Ce blog est en dépression

Ce blog est en dépression et si son auteur n’est pas encore complètement au fond du trou, elle accuse une mélancolie certaine doublée d’une envie de rien, mais vraiment rien. Elle est donc dans l’incapacité d’écrire quoi que ce soit, le rien n’étant pas un vrai sujet.

Statistiquement le printemps est la saison où il y a le plus de suicides, sachez-le. Pour éviter d’écrire ce genre de constats peu réjouissants, je décide de rendre mon tablier de blogueuse pour un temps indéterminé. Je suis un peu une connasse au chômage.

Hier un mec bourré me dit « Je t’aime » puis « Enfin… 50 % je t’aime et 50 % je t’aime pas », j’ai répondu « Moi c’est à 100% que je t’aime pas ». J’ai failli ajouter « connard » mais j’étais de bonne humeur, contrairement à aujourd’hui. C’est la seule anecdote un peu sympa que j’ai en stock, je suis désolée.

Ne me souhaitez pas du « courage ». Ça sonne faux. On ne se connaît pas. On ne se connaîtra jamais. Je ne veux plus voir personne. Il faut être très méchant pour souhaiter du « courage » à quelqu’un. Autant dire « Je m’en lave les mains de tes problèmes mais il faut bien que je dise quelque chose parce que socialement c’est ce qui se fait ». Socialement. Aller vivre sur une île déserte avec mon amoureux et mille chats sauvages. Là est peut-être mon salut.

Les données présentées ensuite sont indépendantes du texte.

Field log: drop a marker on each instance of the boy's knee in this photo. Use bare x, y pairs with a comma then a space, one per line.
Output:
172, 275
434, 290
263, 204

D’ici là je vais m’énerver dans la vraie vie, je vais détester mes congénères dans la vraie vie, je vais critiquer et critiquer et encore critiquer tout ce que je peux de toutes mes forces, je vais lutter pour aller travailler tous les matins, je vais partir en vacances, et un jour « ça ira mieux ». Un jour.